Ângela Ferreira, a.k.a. Kruella d’Enfer, tem nome de vilã. Nasceu para as artes nas Caldas da Rainha, quando se descobriu artista visual e entrou na cena da arte urbana, um universo onde todos tinham um alter-ego, um nickname. Principalmente, pessoas com um background no graffiti, explica a ilustradora que não queria assinar “Ângela”, por ser uma jovem muito tímida. “Isso foi há 14 anos”, recorda, quando escolheu um nome que fosse uma espécie de ‘capa’ de super-herói para se proteger. “E que fosse a antítese de mim”, admite, sorridente.

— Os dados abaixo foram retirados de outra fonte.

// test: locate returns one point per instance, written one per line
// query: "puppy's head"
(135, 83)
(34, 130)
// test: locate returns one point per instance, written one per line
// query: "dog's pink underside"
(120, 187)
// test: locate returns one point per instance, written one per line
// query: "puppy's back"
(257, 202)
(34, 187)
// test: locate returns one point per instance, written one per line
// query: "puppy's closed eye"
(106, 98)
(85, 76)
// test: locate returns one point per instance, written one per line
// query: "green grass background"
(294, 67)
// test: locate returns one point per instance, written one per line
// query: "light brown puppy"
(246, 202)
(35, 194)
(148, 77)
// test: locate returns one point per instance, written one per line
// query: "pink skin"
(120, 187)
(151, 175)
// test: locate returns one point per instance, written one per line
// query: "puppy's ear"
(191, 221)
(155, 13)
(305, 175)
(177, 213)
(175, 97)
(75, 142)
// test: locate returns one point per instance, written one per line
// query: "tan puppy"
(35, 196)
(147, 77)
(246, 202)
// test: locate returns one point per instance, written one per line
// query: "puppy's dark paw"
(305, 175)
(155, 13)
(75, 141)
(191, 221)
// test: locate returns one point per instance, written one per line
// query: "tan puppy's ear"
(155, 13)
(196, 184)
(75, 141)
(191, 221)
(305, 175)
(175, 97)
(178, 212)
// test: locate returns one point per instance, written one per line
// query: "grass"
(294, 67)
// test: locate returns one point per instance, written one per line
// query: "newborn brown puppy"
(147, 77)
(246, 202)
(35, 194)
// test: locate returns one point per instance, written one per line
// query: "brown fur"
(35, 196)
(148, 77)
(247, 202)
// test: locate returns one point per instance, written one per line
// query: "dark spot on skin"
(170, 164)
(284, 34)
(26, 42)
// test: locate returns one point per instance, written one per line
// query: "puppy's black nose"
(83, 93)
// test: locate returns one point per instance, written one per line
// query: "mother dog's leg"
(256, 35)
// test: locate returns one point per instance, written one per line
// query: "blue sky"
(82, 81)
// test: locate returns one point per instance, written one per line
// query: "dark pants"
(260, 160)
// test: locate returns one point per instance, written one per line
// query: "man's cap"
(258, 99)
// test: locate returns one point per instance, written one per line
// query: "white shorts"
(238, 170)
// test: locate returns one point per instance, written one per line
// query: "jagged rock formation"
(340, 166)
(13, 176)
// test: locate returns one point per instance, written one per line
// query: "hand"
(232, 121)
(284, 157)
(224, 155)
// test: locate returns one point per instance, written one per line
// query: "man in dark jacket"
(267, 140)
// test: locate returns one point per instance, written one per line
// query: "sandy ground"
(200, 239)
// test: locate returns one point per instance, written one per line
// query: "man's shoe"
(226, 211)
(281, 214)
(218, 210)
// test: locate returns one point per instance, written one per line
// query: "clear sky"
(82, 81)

Aos 35 anos, o mundo onírico de Ângela, perdão, Kruella, continua a ampliar-se, a sair da sua zona de conforto. “Sou apologista de experimentar todos os formatos”, disse ao JE numa tarde em que o sol se mostrava tímido, em tudo contrastante com as cores vivas e quentes que lhe habitam a imaginação. “Se não estivesse aberta a novos materiais, por exemplo, nunca teria feito uma residência na Viúva Lamego”, um nome indissociável da história da azulejaria nacional que há várias décadas convida artistas a experimentar a plasticidade do azulejo. “Foram eles que me convidaram”, explica Kruella d’Enfer. “A verdade é que gosto de me testar, de sair da zona de conforto e de experimentar”.
As suas obras podem ser vistas em diferentes locais da cidade de Lisboa – e não só –, como o recente mural exterior do Teatro Taborda, o painel de grandes dimensões que inunda de cor o átrio da Fundação EDP, e essa tal ‘experiência’ feita na fábrica da Viúva Lamego, “Fleeting Reverie”, que integra a exposição dos 175 anos de história daquela casa centenária e que pode ser vista até dia 29 de dezembro, no Museu Nacional do Azulejo. Dos seus dedos saem também rótulos de cervejas artesanais ou retratos que lhe encomendam, e desenhos que se espraiam por empenas de prédios lisboetas e não só.
Ângela Ferreira navega entre murais em grande escala e trabalhos intimistas em papel e tela, dá vida a lendas e mitos ancestrais usando cores contrastantes e formas geométricas para nos contar histórias fantásticas e universais. Confessa, aliás, que é aí, aos cultos, tradições, lendas, mitos urbanos que vai buscar inspiração. “Sempre tive um grande fascínio pelo misticismo, pela espiritualidade e por mitos, porque me dá um lado imaginário mais amplo e também um lado humano, que me interessa, como aquilo que leva as pessoas a fecharem-se em nichos e ‘gavetinhas'”. Mas não só. Diz que este fascínio também tem a ver com o facto de ter nascido numa pequena aldeia.
“Desde pequena que isso faz parte do meu imaginário. Numa aldeia não faltam superstições, muitas histórias…”. Daí que seja habitual as suas ilustrações intimistas ou grandes murais, entre outros trabalhos, serem habitados por lobos místicos ou raposas mágicas, por exemplo. Da mesma forma que brinca com as cores, contrastando-as, com a flora e a geometria, para dar forma e densidade a histórias fantásticas com um apelo universal.
Vieira da Silva, Cargaleiro e Querubim Lapa são referências, “mas há muitas outras coisas que me inspiram, como o cinema, a música, as viagens, cartoons da minha infância, na televisão e os animes, as mangas japonesas”. Isto quando ainda não sabia que viria a adotar Lisboa como casa, para si e para o seu ateliê, e que uma viagem ao Japão não lhe sairia da cabeça. Desde que visitou o país do sol nascente, em 2019, que tem nutrido essa intensa ligação explorando filmes de cineastas como Ozu e Kurosawa, ou as criações saídas do mítico Studio Ghibli. A música ambiente japonesa também tem vindo a crescer, pois faz questão de “alimentar” a sua coleção de discos desse género musical. E de aprofundar o seu fascínio pela arquitetura nipónica.
Que mais a inspirou nesse périplo? “Acima de tudo, desbloqueei uma coisa importante para o meu trabalho, que foi simplificar. Antes, enchia os meus trabalhos com muitos elementos e criava composições cheias de detalhes”, explica ao JE. “Sinto que, desde essa viagem, tenho vindo a depurar e a simplificar cada vez mais o meu trabalho. Sinto que está mais harmonioso, fui beber muito da cultura e da paleta cromática, mas mantenho as cores fortes e sinto que nunca irei deixá-las”, conclui a artista visual com um sorriso rasgado.